Gene Cloning And Prokaryotic Expression Of RS Of GRAPE

The purpose of the experiment is to clone the resveratrol synthase gene from Vitis pesudoreticulata Baihe and express the gene in E.coli BL21. So we can construct a new functionality gene-project bacillus.Resveratrol synthase(RS) is the key enzyme in the synthesis of resveratrol. Resveratrol (hydroxystilbene) is a phytoalexin which was detected in several plant families. It was revealed that resveratrol played an important role in resisting oxygenation,anti-bacterium and preventing from inflammation. The research about the synthase and its gene is of great important for it can make us utilize the resveratrol efficiently.In the experiment, the method of RT-PCR(reverse transcription-polymerase chain reaction)was used to obtain the target gene. After total RNA was isolated from the grape leaves and transcripted to cDNA, the gene of interest was amplified with the cDNA template and RS gene primers. Then the gene of interest was amplified again with RS-gene-specific primers which has enzyme digestion locations.The gene was inserted to pGEM-T Easy vector after it was recycled and purifided to constract the reconstraction plasmid pGEM-T-RS. Then the new plasmid was transformed into E.coli DH5α. Sequence analysis indicated that the gene is consisted of 1179bp and encoded 392aa.

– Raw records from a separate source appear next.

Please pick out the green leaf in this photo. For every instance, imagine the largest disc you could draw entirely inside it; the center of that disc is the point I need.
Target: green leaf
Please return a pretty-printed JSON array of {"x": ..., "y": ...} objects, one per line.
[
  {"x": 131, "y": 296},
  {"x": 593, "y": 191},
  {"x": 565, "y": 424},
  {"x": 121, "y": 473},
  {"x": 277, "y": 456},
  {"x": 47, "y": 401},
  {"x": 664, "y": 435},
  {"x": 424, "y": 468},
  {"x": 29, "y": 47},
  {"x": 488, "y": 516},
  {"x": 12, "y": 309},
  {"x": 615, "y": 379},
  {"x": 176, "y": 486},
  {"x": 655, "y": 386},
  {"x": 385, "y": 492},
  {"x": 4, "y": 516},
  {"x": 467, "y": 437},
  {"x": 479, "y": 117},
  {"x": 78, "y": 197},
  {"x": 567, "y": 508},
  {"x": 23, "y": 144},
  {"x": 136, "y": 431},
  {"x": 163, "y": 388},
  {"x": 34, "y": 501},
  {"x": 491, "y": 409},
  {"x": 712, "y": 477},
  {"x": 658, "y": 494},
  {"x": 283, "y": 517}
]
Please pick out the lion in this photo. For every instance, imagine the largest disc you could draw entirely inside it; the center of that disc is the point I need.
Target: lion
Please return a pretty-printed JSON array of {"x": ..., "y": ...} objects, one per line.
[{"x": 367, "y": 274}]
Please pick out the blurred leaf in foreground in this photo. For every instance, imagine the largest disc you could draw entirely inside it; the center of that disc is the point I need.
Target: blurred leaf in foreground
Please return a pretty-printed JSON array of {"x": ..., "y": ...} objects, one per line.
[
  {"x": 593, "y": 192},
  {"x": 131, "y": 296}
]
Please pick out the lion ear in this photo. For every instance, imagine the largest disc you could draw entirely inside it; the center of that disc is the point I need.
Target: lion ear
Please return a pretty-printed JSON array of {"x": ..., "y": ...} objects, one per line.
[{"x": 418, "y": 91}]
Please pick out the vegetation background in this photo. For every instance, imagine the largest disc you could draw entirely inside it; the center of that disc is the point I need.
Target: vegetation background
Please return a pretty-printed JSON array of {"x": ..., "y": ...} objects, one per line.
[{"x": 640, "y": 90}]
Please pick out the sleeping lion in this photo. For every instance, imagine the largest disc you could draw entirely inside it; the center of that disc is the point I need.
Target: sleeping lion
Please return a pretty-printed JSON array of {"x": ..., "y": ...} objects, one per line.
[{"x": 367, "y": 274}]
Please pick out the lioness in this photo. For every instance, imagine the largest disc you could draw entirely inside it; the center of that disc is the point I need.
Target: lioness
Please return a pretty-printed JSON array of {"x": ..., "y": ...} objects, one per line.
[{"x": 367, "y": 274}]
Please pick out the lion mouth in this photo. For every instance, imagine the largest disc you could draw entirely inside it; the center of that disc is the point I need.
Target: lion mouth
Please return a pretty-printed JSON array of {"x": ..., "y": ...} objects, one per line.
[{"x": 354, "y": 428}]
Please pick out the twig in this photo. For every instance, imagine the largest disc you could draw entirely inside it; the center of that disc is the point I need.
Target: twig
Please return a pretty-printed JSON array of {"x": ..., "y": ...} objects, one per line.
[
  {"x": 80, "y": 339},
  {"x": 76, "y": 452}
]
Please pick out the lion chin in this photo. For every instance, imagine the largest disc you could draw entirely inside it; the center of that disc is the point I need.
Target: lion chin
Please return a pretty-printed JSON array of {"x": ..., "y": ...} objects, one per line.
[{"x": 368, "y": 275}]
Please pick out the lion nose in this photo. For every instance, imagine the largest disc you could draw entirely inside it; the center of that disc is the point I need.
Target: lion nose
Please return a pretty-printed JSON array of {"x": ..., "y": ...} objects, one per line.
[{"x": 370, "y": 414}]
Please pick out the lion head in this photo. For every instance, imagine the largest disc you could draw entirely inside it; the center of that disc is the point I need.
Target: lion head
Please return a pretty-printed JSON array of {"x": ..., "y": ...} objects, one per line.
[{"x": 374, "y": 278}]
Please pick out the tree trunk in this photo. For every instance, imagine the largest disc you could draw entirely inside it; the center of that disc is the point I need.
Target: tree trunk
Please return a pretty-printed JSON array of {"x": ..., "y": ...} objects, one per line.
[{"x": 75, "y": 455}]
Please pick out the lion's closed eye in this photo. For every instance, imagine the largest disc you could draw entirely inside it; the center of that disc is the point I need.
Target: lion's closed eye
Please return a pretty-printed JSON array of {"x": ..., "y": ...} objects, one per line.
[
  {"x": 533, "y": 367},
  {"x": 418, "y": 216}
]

The identity of the gene with several grape resveratrol synthases registered in Genbank was 96%-98% and the derived protein was 97%-99%.Then the gene was digested from pGEM-T-RS and was sub-clone with prokaryotic expression vector pET-22b(+) to constract the reconstraction plasmid pET-RS. The recombinant plasmid was transformed into E.co1i BL21. We conformed we had successfully constructed the expression vector through antibiotic screen and specific enzyme digestion.Cultivating reconstraction bacterium and finding their growth curve by turbidimetry. We found the bacterium were in logarithmic phase after 4 hours. So the gene was expressed by inducing of IPTG after cultivated 4 hours. After sonicating the bacterium, the upper solution was collected. And a certain band was shown in the SDS-PAGE analysis.In summary,the resveratrol synthase gene was successfully cloned from the Vitis pesudoreticulata Baihe and expressed in E.coli BL21 correctly. It established the foundation for using the bacterium to producing probiotics.